What key research questions about RANBP10 remain unanswered?

Despite recent advances, several fundamental questions about RANBP10 biology await investigation:

• Regulatory Mechanisms: How is RANBP10 expression regulated at transcriptional and post-translational levels across different tissues and disease states? The biotin-conjugated antibody could help quantify RANBP10 levels under various cellular conditions and regulatory influences.

• Signal Transduction Pathways: Beyond its established role in the FBXW7–c-Myc axis in glioblastoma , what other signaling pathways involve RANBP10? Comprehensive interactome analysis using the biotin-conjugated antibody for immunoprecipitation could identify novel interaction partners.

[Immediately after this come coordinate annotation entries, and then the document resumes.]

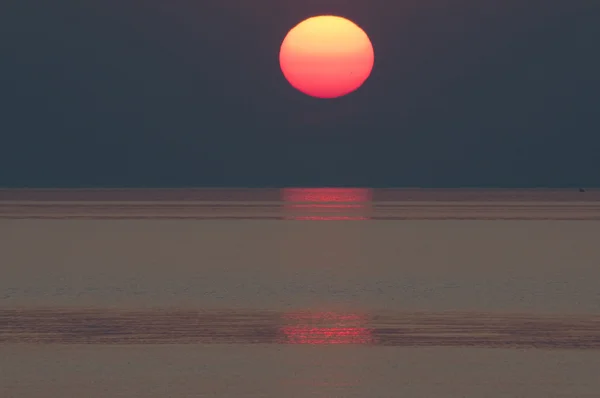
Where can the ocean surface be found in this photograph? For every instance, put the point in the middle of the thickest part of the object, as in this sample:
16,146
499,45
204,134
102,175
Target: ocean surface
299,293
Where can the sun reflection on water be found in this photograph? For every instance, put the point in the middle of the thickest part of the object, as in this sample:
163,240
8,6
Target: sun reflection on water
327,203
326,328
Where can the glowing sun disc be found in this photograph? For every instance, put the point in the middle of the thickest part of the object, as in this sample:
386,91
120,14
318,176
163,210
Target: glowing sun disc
326,56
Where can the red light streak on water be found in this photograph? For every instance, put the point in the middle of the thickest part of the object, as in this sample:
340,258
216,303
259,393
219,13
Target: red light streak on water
327,203
326,328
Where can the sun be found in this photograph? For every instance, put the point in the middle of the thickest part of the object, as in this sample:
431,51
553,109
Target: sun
326,56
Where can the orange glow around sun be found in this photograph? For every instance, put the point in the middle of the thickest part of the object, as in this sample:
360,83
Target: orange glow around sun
326,56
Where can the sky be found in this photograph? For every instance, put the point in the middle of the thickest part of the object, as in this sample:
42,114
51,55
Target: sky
182,93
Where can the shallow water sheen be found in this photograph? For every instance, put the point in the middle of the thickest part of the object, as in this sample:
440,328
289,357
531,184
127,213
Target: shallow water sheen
363,294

• Functional Domains: Which domains of RANBP10 are essential for its various cellular functions, and how might these be targeted therapeutically? Domain-specific functional studies using the antibody could map critical regions of the protein.

• Isoform-Specific Functions: Do alternative splice variants of RANBP10 exist with distinct cellular functions? The biotin-conjugated antibody may help identify and characterize potential isoforms.

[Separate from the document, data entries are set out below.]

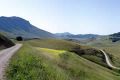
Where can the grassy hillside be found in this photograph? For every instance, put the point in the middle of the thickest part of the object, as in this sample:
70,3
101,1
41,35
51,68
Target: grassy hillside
5,42
113,48
84,51
16,26
51,60
35,63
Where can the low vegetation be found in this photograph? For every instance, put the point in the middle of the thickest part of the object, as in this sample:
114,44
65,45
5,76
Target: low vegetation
37,61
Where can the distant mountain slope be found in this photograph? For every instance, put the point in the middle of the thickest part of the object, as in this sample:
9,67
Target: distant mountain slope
5,42
115,37
67,35
15,26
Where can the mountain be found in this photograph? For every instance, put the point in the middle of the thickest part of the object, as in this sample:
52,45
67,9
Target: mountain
5,42
67,35
16,26
115,37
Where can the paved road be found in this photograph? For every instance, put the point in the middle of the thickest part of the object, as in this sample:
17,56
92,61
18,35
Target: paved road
108,60
5,55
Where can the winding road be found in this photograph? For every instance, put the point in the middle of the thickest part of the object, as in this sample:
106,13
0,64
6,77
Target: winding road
5,55
108,60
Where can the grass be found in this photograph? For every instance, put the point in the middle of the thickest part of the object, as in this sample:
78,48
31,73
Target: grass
28,65
68,45
37,61
111,48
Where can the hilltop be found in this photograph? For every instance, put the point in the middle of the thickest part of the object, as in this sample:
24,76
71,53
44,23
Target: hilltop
16,26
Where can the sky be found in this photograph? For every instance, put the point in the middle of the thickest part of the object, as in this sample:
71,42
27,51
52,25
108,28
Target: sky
74,16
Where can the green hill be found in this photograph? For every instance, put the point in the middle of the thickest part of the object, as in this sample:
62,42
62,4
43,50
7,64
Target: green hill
51,59
16,26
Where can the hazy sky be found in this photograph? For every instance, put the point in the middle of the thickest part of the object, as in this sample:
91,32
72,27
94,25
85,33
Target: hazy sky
75,16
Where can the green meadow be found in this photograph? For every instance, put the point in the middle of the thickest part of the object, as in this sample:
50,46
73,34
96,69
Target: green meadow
51,59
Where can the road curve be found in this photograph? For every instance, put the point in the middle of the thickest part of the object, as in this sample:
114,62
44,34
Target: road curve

• Therapeutic Targeting: Given its role in cancer progression , can RANBP10 be effectively targeted for therapeutic intervention? The antibody could be instrumental in developing screening assays for inhibitors and evaluating their efficacy.

• Evolutionary Conservation: How conserved is RANBP10 function across species, and what does this tell us about its fundamental biological importance? Cross-species analysis using the antibody could provide evolutionary insights.

Addressing these questions will significantly advance our understanding of RANBP10 biology and its potential as a therapeutic target or diagnostic marker.